The greenback fell further after the G-7 would not come to the rescue
The Group of Seven will let the dollar fall.
The heated climate before the Istanbul meeting led some to expect global policymakers to take a stand, but despite the strong tone, Andrew Wilkinson, senior market analyst at Interactive Brokers, said it was short on action. "It invites investors to test the dollar's lines of resistance in order to see what response, if any, might be forthcoming in the event of a further fall in the value of the dollar," Wilkinson said.

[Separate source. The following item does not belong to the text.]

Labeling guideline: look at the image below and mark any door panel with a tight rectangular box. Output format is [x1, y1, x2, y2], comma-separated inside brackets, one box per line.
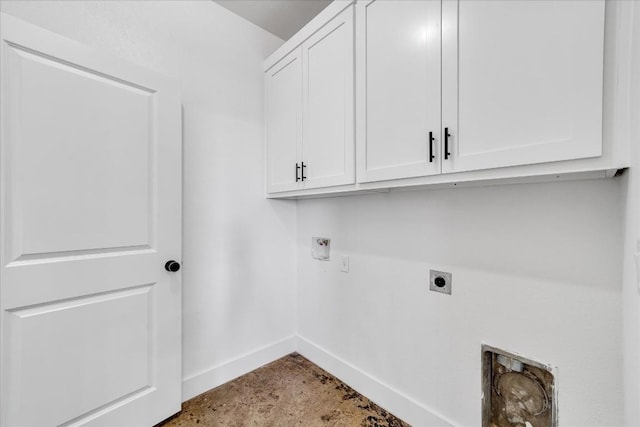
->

The dollar's loss of value over the past six months has been a cause for concern for the world's financial chief's, Wilkinson said, and reasonably so because the greenback's instability threatens financial markets and economies. (See "Playing The Downward Dollar." and "Harrison Sees A Dollar Boom.")
"Many currency traders were braced for some hint of intervention to prevail from this meeting," Wilkinson said, "especially given several verbal warnings or complaints from central bankers and politicians who had warned against dollar weakness."
The problem with intervention is that it would only be partially effective, especially if the U.S. isn't on board. The Treasury Department would never admit this, but for the time being it's in the country's interest to keep its currency low because it stimulates exports for the economy's manufacturing base and lowers the value of the debt that the Treasury is piling up.